# Tank cleaning fish for betta fry



## andyxxatomic (Mar 19, 2012)

Hi everyone ,
in a few weeks or so, I plan on breeding my bettas. I am looking for a fish that would be best to put with the fry to aid me in keeping the tank clean. Originally, my plan was to use an apple snail. After much research, I discovered that they breed like crazy. I'm already going to have a ton of betta fry to look after, the last thing I need is a never ending snail population. I moved on to pleckos, apparently they are messy and some people believed that they would harm the fry. Supposedly they poop a lot...and ultimately hurt more than they help. Then I started looking at ottos hoping I would get a better review. From what I read, they need it bit more of a current whereas the betta prefer their water to be a bit on the calmer side. They also seem to prefer a cooler temperature whereas my fry need to be kept in warmer conditions. Finally i looked at corys. They apparently need to be in very large groups, are sensitive and don't clean quite as well. So far, they seem to be my only somewhat reasonable option. I don't know how many I can house but I don't want them to be miserable either. I also want to be sure that they wont get seriously picked on. My tank is a 20 gallon long breeder (which is why i cant house too many...) and the fry will be getting live food. Also, do the catfish (all of the above) need to receive their own particular food as well? Supposedly Cory's are air breathers too so Im assuming they could reach the surface rather than using sinking food...? I added a poll for fun  and also for those who may not want to post.


----------



## djembekah (Feb 13, 2012)

i don't know much about breeding, but my research into cories says they're omnivores (meat and vegetation) so they might go after the fry for food? and as far as i know they need food to supplement what they clean up.

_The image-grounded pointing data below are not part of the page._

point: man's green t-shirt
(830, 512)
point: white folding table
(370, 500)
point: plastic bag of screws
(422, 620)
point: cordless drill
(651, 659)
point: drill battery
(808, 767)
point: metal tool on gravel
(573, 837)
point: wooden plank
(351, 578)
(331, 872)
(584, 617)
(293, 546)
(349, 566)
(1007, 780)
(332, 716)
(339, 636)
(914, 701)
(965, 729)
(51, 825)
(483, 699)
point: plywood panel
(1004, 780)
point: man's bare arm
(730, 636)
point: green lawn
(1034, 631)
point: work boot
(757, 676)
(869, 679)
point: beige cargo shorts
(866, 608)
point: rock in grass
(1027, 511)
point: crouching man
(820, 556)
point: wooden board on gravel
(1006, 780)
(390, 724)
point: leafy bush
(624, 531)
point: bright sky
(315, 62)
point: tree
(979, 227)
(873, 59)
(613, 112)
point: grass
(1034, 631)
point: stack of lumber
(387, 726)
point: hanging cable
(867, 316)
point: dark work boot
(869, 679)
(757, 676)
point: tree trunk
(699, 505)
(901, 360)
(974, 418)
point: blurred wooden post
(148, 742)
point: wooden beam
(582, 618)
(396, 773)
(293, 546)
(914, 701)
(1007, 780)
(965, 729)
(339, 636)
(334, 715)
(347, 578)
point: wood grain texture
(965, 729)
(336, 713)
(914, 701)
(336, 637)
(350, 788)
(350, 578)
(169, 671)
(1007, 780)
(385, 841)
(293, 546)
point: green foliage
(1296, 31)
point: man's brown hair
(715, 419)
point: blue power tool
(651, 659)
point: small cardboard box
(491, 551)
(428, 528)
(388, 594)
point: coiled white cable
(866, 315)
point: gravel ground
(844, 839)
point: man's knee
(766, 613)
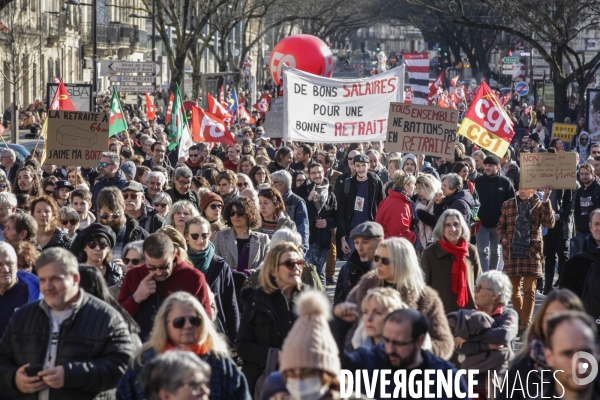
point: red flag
(169, 109)
(435, 87)
(243, 113)
(209, 128)
(62, 100)
(262, 105)
(150, 108)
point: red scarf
(459, 270)
(199, 349)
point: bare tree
(538, 22)
(19, 42)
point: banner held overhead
(326, 110)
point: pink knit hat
(310, 344)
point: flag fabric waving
(150, 108)
(486, 123)
(216, 108)
(178, 123)
(209, 127)
(417, 67)
(116, 121)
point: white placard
(326, 110)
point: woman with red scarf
(182, 324)
(451, 264)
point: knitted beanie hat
(310, 344)
(208, 198)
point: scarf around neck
(202, 259)
(459, 269)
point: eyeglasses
(162, 267)
(290, 264)
(479, 288)
(179, 322)
(92, 245)
(384, 260)
(195, 236)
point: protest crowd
(160, 276)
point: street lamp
(94, 46)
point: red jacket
(395, 215)
(184, 277)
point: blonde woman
(397, 266)
(182, 324)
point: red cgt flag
(150, 108)
(62, 100)
(209, 128)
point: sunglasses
(289, 264)
(179, 322)
(134, 261)
(92, 245)
(195, 236)
(384, 260)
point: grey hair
(284, 176)
(157, 174)
(8, 198)
(183, 172)
(454, 181)
(64, 257)
(499, 285)
(163, 196)
(137, 246)
(169, 370)
(8, 251)
(114, 158)
(12, 153)
(438, 230)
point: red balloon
(307, 53)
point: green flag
(116, 121)
(178, 120)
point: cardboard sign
(327, 110)
(76, 138)
(564, 131)
(419, 129)
(542, 169)
(274, 119)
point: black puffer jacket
(94, 348)
(266, 321)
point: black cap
(367, 230)
(492, 160)
(133, 186)
(361, 158)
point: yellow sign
(564, 131)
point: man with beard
(109, 175)
(135, 206)
(111, 212)
(404, 332)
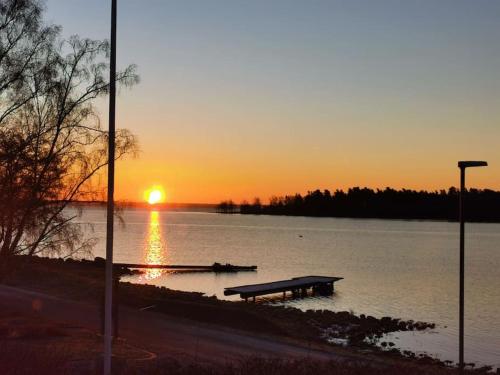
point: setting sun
(154, 195)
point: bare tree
(51, 144)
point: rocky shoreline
(82, 279)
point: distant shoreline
(212, 208)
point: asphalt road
(164, 335)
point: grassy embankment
(83, 281)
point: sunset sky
(267, 97)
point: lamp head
(466, 164)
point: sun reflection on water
(155, 248)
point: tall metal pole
(462, 271)
(108, 299)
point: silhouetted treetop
(356, 202)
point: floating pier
(216, 267)
(299, 286)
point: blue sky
(250, 98)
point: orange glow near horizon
(154, 195)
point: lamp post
(462, 165)
(108, 296)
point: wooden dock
(299, 286)
(216, 267)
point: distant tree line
(482, 205)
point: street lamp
(462, 165)
(108, 294)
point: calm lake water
(404, 269)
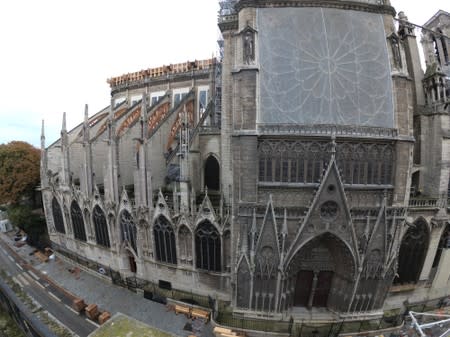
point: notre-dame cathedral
(305, 168)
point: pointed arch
(128, 229)
(164, 235)
(413, 251)
(185, 244)
(101, 227)
(227, 251)
(243, 284)
(322, 273)
(208, 247)
(76, 215)
(58, 218)
(212, 173)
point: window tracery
(101, 227)
(77, 221)
(164, 241)
(304, 162)
(185, 245)
(58, 217)
(128, 229)
(412, 253)
(208, 247)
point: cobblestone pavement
(108, 296)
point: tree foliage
(19, 171)
(32, 222)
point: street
(52, 300)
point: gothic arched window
(128, 229)
(77, 221)
(101, 227)
(207, 247)
(444, 243)
(164, 241)
(58, 217)
(185, 244)
(412, 253)
(212, 173)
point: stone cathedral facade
(305, 168)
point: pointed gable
(267, 245)
(329, 212)
(206, 211)
(161, 207)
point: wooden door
(322, 289)
(132, 263)
(303, 287)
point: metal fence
(26, 320)
(390, 320)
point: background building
(306, 168)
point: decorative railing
(426, 203)
(327, 130)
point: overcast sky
(57, 55)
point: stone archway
(321, 273)
(212, 173)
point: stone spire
(87, 165)
(143, 185)
(253, 232)
(111, 176)
(44, 181)
(65, 167)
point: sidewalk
(108, 296)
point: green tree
(32, 222)
(19, 172)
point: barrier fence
(25, 319)
(160, 293)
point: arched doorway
(321, 271)
(412, 254)
(212, 174)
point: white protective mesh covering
(323, 66)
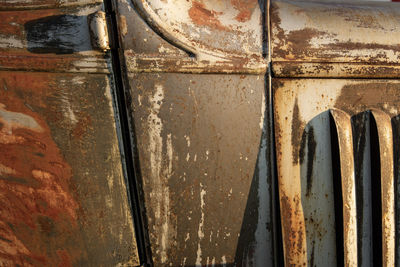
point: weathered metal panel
(63, 198)
(342, 39)
(207, 197)
(203, 145)
(56, 40)
(298, 106)
(206, 37)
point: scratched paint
(60, 180)
(217, 175)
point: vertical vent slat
(363, 164)
(385, 136)
(344, 133)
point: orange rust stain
(245, 8)
(37, 61)
(12, 22)
(36, 204)
(81, 127)
(202, 16)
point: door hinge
(99, 31)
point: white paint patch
(160, 172)
(11, 42)
(15, 120)
(223, 260)
(200, 232)
(187, 140)
(6, 170)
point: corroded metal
(63, 194)
(297, 103)
(202, 139)
(206, 37)
(327, 39)
(55, 40)
(99, 31)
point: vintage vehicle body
(199, 133)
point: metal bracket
(99, 31)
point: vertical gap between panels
(128, 140)
(376, 195)
(337, 191)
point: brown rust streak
(293, 231)
(38, 211)
(12, 22)
(202, 16)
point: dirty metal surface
(193, 36)
(363, 116)
(327, 39)
(63, 199)
(203, 156)
(55, 40)
(41, 4)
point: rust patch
(245, 8)
(35, 197)
(297, 124)
(82, 126)
(293, 230)
(365, 96)
(202, 16)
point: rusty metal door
(336, 127)
(63, 197)
(196, 78)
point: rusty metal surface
(204, 166)
(63, 199)
(298, 105)
(41, 4)
(197, 36)
(56, 40)
(342, 39)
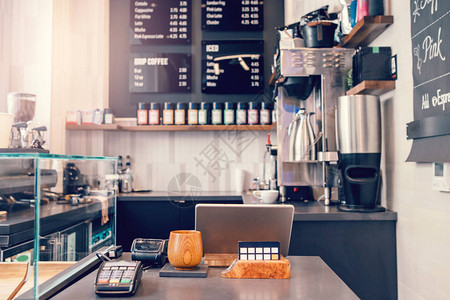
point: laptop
(223, 225)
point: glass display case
(55, 207)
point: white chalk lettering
(425, 101)
(432, 49)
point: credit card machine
(150, 251)
(118, 278)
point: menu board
(430, 40)
(232, 67)
(232, 15)
(430, 37)
(160, 22)
(160, 73)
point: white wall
(423, 239)
(80, 62)
(25, 53)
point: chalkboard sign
(160, 73)
(232, 67)
(430, 39)
(430, 36)
(160, 22)
(232, 15)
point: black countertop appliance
(359, 143)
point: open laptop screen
(224, 225)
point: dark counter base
(359, 247)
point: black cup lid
(154, 106)
(229, 105)
(252, 105)
(265, 105)
(142, 105)
(217, 105)
(241, 105)
(193, 105)
(181, 105)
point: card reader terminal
(118, 278)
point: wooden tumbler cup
(185, 249)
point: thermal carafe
(358, 123)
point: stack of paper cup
(5, 129)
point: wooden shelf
(372, 87)
(366, 30)
(174, 127)
(92, 127)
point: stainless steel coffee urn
(358, 122)
(311, 81)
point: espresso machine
(311, 81)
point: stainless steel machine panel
(315, 61)
(328, 67)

i dont know much about your other options either, but i hear Nerite snails cannot breed under water. maybe they could be an option?


----------



## styggian (Dec 13, 2011)

My fry are 2 weeks old and doing perfectly fine without any other fish but their father. I have a couple of really small pond snails, and a few marimo balls (I removed the anubias a few days ago). I just use an eyedropper and airline hose for spot cleaning and use a drip method for water change. I've read of people adding in a bristlenose plec or ottos but I personally wouldn't do so.

I'd just clean manually and not risk adding in other fish.


----------



## MrVampire181 (May 12, 2009)

Pond and ramshorn snails are always in my fry tanks along with large, daily water changes.


----------



## Oldfishlady (Mar 1, 2010)

Since I use a natural spawning method in 5-10gal full to the top with water-soil substrate and very heavy planted....mine always have both Red cherry shrimp and common snails, however, when I spawned using the standard method-bare bottom-I always kept common snails-both ramshorn and pond snails-the byproduct from the snails are safer than the byproduct of decaying fry and food...plus if the snail had been fed the right diet you get the added benefit of the microorganism/infusoria they produce for free range fry food....


----------



## andyxxatomic (Mar 19, 2012)

@oldfishlady, @mrvampire181, @styggian
Do any of the recommended snails reproduce easily?


----------



## styggian (Dec 13, 2011)

I know pond snails can be very prolific. Mystery snails as well, but mystery snails lay eggs above the water line so it's easy to get rid of them before they hatch.


----------



## Oldfishlady (Mar 1, 2010)

Both the ramshorn and pond snails reproduce really fast and can get out of control if not kept in check with weekly removal with your water changes-they will reproduce even faster in tanks that are overfed too.....

You also have a live bearing snail-called trumpet snails that can reproduce really fast as well

Keeping snail population in check is just part of the regular tank care you already provide....


----------